O advogado do Núcleo de Advocacia Racial do Ineg, Pedro Gomes, disse que a ação distorce a Lei 7.716/89, conhecida como “lei de racismo”, e pode abrir um “precedente perigoso”.
O coletivo não admite a possibilidade de uma ofensa contra uma pessoa branca ser enquadrada na legislação.
De acordo com o artigo 20-C da Lei nº 14.532/2023 - que especificou o delito de injúria racial dentro da lei de racismo - “o juiz deve considerar como discriminatória qualquer atitude ou tratamento dado à pessoa ou a grupos minoritários que cause constrangimento, humilhação, vergonha, medo ou exposição indevida, e que usualmente não se dispensaria a outros grupos em razão da cor, etnia, religião ou procedência”.
Na nota técnica, a DPU diz que a lei não vale “para qualquer pessoa” e que é preciso levar em conta a “contextualização histórica e social”.
"Indiscutivelmente, a vontade do legislador que criminalizou o racismo foi a proteção de pessoas e grupos historicamente discriminados na sociedade brasileira. São vítimas do racismo, por exemplo, a população negra, os Povos originários, os praticantes de religiões e religiosidades de matriz africana, os imigrantes africanos e latinos, todos eles pertencentes a grupos silenciados, perseguidos e mesmo exterminados por séculos de colonização europeia nas Américas”, diz um trecho da nota.
“O rol de possíveis vítimas do racismo aqui lembrado não é exaustivo. Mas, independentemente de sua incompletude, uma coisa é certa: tal enumeração exclui aqueles e aquelas que, historicamente ou na atualidade, integram grupos hegemônicos e privilegiados. Grupos que, aliás, foram – e ainda são – responsáveis pela racialização de pessoas e coletividades. Grupos beneficiados diretamente com a violência do racismo, cujo extremo foi a escravização de indígenas, africanos e afro-brasileiros, servindo de base para a construção de fortunas de pessoas e instituições até hoje favorecidas com a herança da nefasta economia escravocrata”, completou a DPU.
A denúncia
O caso se arrasta na Justiça de Alagoas desde setembro do ano passado, quando o homem de nacionalidade italiana denunciou o sobrinho da sua ex-companheira por injúria racial.
De acordo com a denúncia, o italiano manteve relacionamento com a tia do acusado por cinco anos, até fevereiro de 2023.
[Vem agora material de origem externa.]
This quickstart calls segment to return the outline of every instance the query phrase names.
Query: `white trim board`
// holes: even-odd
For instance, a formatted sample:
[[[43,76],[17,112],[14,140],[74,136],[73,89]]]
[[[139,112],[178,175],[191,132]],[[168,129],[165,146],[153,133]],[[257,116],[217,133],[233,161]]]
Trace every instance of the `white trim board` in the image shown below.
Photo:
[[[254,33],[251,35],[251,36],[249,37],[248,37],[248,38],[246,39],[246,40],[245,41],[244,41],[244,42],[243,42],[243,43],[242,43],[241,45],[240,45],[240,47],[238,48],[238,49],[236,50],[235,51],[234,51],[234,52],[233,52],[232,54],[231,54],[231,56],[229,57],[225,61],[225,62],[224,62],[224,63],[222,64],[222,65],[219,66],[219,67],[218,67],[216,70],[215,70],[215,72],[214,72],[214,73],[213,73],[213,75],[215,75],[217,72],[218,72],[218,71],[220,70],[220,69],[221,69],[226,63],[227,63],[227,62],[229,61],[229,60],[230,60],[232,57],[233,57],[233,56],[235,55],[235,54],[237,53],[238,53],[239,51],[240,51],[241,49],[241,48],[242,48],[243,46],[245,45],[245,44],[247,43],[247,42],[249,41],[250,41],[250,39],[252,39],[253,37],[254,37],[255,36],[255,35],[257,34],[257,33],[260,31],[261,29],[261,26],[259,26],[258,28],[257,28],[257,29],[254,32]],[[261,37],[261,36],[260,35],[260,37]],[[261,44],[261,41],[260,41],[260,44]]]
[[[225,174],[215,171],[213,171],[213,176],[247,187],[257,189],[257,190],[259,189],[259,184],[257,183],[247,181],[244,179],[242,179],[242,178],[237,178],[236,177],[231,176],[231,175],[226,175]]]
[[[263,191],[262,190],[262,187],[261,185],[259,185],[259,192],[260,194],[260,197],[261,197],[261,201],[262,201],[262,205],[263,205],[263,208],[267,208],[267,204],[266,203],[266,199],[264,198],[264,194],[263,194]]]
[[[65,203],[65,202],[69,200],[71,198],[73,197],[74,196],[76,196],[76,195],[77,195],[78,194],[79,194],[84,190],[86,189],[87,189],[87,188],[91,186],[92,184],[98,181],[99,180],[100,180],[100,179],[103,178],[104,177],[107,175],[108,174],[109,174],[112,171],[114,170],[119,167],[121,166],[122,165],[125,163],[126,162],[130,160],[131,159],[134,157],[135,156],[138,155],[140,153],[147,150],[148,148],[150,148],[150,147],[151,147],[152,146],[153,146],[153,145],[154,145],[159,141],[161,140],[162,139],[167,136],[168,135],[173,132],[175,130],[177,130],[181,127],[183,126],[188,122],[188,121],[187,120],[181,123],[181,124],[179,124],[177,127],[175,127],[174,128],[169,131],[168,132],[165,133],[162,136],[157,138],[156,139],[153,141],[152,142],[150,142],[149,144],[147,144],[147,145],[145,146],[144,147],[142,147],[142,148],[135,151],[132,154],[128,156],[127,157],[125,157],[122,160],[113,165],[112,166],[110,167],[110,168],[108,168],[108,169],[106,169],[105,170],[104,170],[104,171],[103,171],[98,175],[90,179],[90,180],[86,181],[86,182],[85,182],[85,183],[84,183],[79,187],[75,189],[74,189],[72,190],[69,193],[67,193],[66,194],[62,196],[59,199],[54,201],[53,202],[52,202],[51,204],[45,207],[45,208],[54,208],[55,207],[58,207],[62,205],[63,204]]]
A discussão com o sobrinho da ex-companheira teve como pano de fundo a venda de um terreno. O italiano alega ter vendido parte de um terreno para o sobrinho da ex-companheira e para mais três pessoas.
Em junho de 2023, segundo o italiano, o acusado pressionou pela inclusão de todo o terreno no negócio.
Na discussão, via WhatsApp, o acusado disse ao italiano que "essa cabeça branca, europeia e escravagista não deixava enxergar nada além dele mesmo".
Em maio deste ano, o TJ-AL negou um recurso do Ineg para trancar a ação e manteve a denúncia oferecida pelo Ministério Público de Alagoas (MP-AL).
Na decisão, o Tribunal disse que “o crime em questão [injúria racial] pode ser cometido contra qualquer pessoa, independentemente da sua cor, raça ou etnia, caracterizando-se por ofender a dignidade de alguém”.
Segundo o Ineg, o acusado foi lesado no negócio envolvendo o terreno e também tinha relação trabalhista com o italiano. O Instituto estuda levar o caso ao Supremo Tribunal Federal (STF).